Good cause exists when "the moving party has diligently made efforts to meet court imposed deadlines, " or when evidence came to light after the deadline. See Tawwaab v. Virginia Linen Serv., Inc., 729 F.Supp.2d 757, 768-69 (D. Md. 2010) (citations omitted). Leave to amend may be denied when the moving party was careless or failed to explain the reason for failing to properly plead. See id. at 769; Rassoull, 209 F.R.D. at 374 ("[T]he focus of the inquiry is upon the moving party's reasons for seeking modification. If that party was not diligent, the inquiry should end.") ( quoting Marcum v. Zimmer, 163 F.R.D. 250, 254 (S.D. W.Va.1995)). Once good cause is shown, leave should freely be given when justice requires. Fed. R.Civ.P. 15(a)(2).

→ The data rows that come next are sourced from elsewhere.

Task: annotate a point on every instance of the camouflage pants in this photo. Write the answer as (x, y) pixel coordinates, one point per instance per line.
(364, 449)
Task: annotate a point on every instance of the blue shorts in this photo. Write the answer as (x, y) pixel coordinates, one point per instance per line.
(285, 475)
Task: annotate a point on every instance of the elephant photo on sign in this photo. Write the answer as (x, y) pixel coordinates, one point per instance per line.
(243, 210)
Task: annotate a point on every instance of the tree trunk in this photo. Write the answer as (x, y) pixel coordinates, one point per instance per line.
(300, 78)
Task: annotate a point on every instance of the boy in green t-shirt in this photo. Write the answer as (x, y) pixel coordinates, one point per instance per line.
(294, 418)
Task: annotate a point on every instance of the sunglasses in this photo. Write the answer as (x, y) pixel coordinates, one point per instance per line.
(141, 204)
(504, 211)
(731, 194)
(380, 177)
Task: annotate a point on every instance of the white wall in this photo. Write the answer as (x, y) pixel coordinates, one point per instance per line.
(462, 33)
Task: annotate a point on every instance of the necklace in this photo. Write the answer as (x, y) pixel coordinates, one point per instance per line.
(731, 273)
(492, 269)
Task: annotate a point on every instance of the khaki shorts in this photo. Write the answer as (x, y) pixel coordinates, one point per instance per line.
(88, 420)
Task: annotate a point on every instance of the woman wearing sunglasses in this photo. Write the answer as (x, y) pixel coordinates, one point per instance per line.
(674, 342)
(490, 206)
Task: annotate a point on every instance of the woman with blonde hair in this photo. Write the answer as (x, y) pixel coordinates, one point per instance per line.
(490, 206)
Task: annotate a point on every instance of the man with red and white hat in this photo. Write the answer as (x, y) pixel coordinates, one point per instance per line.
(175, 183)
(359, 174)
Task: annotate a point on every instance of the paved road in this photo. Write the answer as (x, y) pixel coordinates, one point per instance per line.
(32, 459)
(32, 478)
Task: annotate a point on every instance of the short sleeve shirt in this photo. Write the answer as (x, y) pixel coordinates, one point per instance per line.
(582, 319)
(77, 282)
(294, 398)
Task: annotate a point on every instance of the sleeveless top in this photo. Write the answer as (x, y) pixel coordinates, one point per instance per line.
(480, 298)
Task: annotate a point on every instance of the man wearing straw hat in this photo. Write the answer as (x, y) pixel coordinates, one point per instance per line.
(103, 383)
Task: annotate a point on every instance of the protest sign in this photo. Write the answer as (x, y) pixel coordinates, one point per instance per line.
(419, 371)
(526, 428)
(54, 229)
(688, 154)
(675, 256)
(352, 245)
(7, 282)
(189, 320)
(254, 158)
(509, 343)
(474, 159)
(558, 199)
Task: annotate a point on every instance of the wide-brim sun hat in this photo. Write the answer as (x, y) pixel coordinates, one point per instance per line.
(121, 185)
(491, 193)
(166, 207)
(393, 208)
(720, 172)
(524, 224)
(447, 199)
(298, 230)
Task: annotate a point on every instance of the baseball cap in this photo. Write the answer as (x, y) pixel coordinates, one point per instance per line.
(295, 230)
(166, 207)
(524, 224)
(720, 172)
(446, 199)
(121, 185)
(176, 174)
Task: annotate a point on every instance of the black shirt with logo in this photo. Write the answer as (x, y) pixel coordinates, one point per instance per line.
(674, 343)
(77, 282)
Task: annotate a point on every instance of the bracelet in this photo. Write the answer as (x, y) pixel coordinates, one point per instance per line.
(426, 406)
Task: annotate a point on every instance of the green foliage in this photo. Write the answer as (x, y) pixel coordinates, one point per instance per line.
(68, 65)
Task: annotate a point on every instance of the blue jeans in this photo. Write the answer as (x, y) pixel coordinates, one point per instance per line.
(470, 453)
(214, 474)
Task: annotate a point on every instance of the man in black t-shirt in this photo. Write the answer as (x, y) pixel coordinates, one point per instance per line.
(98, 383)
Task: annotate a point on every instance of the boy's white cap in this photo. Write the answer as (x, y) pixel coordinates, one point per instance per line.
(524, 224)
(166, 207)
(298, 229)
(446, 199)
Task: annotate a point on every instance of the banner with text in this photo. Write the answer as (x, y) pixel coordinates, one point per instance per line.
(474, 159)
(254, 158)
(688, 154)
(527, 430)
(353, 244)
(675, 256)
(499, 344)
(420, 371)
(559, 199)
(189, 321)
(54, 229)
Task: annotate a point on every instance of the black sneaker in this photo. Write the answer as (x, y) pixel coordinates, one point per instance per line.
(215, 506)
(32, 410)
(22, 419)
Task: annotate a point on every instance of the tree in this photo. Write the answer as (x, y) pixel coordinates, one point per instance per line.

Alvarez has not provided an explanation for his failure to state factual allegations against Steele.[19] Absent good reason for a tardy submission, a district court does not abuse its discretion in refusing leave to amend. See Montgomery, 182 Fed.App'x at 162; Rassoull, 209 F.R.D. at 374 ("[I]t would behoove Plaintiff to provide the Court with some basis on which to judge good cause and Plaintiff has failed to do so."). Accordingly, Alvarez's request for leave to amend will be denied.[20]

III. Conclusion

For the reasons stated above, the Defendants' motion to dismiss will be granted.